Evolutionary Origin of SARS-CoV-2 (COVID-19 Virus) and SARS Viruses through the Identification of Novel Protein/DNA Sequence Features Specific for Different Clades of Sarbecoviruses
Both SARS-CoV-2 (COVID-19) and SARS coronaviruses (CoVs) are members of the subgenus Sarbecovirus. To understand the origin of SARS-CoV-2 and its relation to other viruses, protein sequences from sarbecoviruses were analyzed to identify conserved inserts or deletions (termed CSIs) demarcating either particular clusters/lineages of sarbecoviruses or those shared by specific lineages shedding light on their interrelationships. We report several clade-specific CSIs in the spike (S) and
... (S) and nucleocapsid (N) proteins that reliably demarcate distinct sarbecoviruses clades providing important insights into the origin and evolution of SARS-CoV-2. Two CSIs in the N-terminal domain (NTD) of S-protein are uniquely shared by SARS-CoV-2, BatCoV-RaTG13 and most pangolin CoVs (SARS-CoV-2r cluster); another CSI supports a closer relationship of SARS-CoV-2 to BatCov-RaTG13. Three additional CSIs in the NTD are specific for two Bat-SARS-like CoVs (viz. CoVZXC21 and CoVZC45; CoVZC cluster) which form an outgroup of the SARS-CoV-2r cluster.
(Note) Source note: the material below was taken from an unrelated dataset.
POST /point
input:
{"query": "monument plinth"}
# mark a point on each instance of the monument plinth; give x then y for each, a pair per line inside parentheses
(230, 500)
Interestingly, one of the pangolin-CoV-MP789 also shares these CSIs but lack the CSIs specific for the SARS-CoV-2r cluster. The N-terminal sequence (aa 1-320) of the S-protein for pangolin-CoV-MP789 shows highest similarity (85.94%) to the CoVZC cluster, while its C-terminal region including the receptor binding domain (RBD) is most similar (97-98% identity) to the SARS-CoV-2 virus. These observations indicate that the spike protein sequence for the strain MP789 is of chimeric origin. Multiple CSIs described here also distinguish two bat SARS-CoVs strains (BM48-31/BGR/2008 and SARS_BtKY72) from all others. Our work also clarifies that two large CSIs (5 aa and 13 aa) found in the RBD of S-protein are mainly specific for the SARS and SARS-CoV-2r clusters of CoVs. The surface loops formed by these CSIs are predicted to be important in the binding of S-protein with the human ACE-2 receptor. Lastly, we have mapped the locations of different CSIs in the structure of the S-protein. These studies reveal that the three CSIs specific for the SARS-CoV-2r cluster form distinct surface-exposed loops/patches on the S-protein. As the surface-exposed loops play important roles in mediating novel interactions, the novel lobes/patches formed by the SARS-CoV-2-specific CSIs in the spike protein are predicted to play important roles in the interaction of this protein with other surface-exposed components in the host cells thereby enhancing the binding/infectivity of this virus to humans.